There is a wonderful display, freely open to the public at the Balladonia Road House, which explores the history of the Nullabor and I couldn’t recommend more highly that you take the time to visit the small free museum. Stop, have a cuppa and a rest, perhaps even stay the night while you fill up with fuel. It is well worth the time. Find out about ‘Sky Lab’ where the Yanks littered the outback and learn about the wonderful Afghan cameleers. Visit Afghan Rock at the western edge of the Nullarbor and envisage the cameleers at rest, those who helped in the growth and development of this truly vast and wild land.
Telephone links on the Nullabor have vastly improved also since we first ventured across the great plain. The telco Telstra still holds something of a monopoly but I was amazed at the times we could achieve links well within rage of most of the settlements, out posts and Road Houses. The changes and developments in the adventure in crossing the Nullabor have made it more accessible to many. It is still a vast distance though at near 1,500 klm even if the road is exceptional for a desert highway.

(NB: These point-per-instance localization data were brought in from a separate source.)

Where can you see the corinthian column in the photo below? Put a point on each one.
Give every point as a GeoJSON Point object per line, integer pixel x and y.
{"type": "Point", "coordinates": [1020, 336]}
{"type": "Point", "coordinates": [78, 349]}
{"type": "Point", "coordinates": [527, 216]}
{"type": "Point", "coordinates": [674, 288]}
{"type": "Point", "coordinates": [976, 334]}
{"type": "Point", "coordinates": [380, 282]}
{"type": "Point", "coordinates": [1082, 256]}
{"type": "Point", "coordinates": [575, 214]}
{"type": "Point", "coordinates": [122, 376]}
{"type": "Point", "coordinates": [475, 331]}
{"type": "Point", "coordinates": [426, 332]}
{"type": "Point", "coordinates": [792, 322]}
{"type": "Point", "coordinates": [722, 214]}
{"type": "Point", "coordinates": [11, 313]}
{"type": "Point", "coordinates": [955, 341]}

Along the way we found many roadside stops and freecamps as well as the Road Houses, which all offer accommodations in various forms. The caravan parks are usually reasonably priced for the caravaner and a great place to clear the dust from the van especially if you’ve been driving off down those inviting desert tracks. The cheapest petrol is well known to be available at Mundrabilla Roadhouse on the Roe Plain and the most comfortable of caravan parks has to be a toss up between Eucla and the Madura Pass Roadhouses. I wouldn’t recommend you try for access to the beaches on the Roe Plain though, unless you have a 4×4 and the ‘guy’s in grey’ are pretty plentiful, even the locals are wary of their presence. The fishing is good at times though and there is a fishing industry in the bite where cray’s can be found to buy often.
All up it remains a great adventure, one of the great Aussie iconic trips. The first time you cross the Nullabor it is simply magical and there is no better view than the Bunda Cliffs found between Eucla and The Nullarbor Roadhouse… well maybe there are views equal to that but it is an unforgettable experience.
I wrote about the wonder of crossing the Nullabor for the first time in a travelogue called ‘Crossing the Nullabor’ the e-book available for the cost of a cuppa, and it is still a magical trip. Each time, for us, it brings new wonders to discover and even greater adventures.
It is a trip every Aussie simply should experience in understanding their Land. To follow further postings on this adventure, click the “follow” button as I post weekly on our discoveries around Aus’. We’re still deep in our Oondiri adventure and there is much more to come.
Ps… If you intend leaving the highway then please make the effort to contact the property holder and/or manager, for safety and curtesy. If your going to be ratting around someones back yard it is the very least you can do.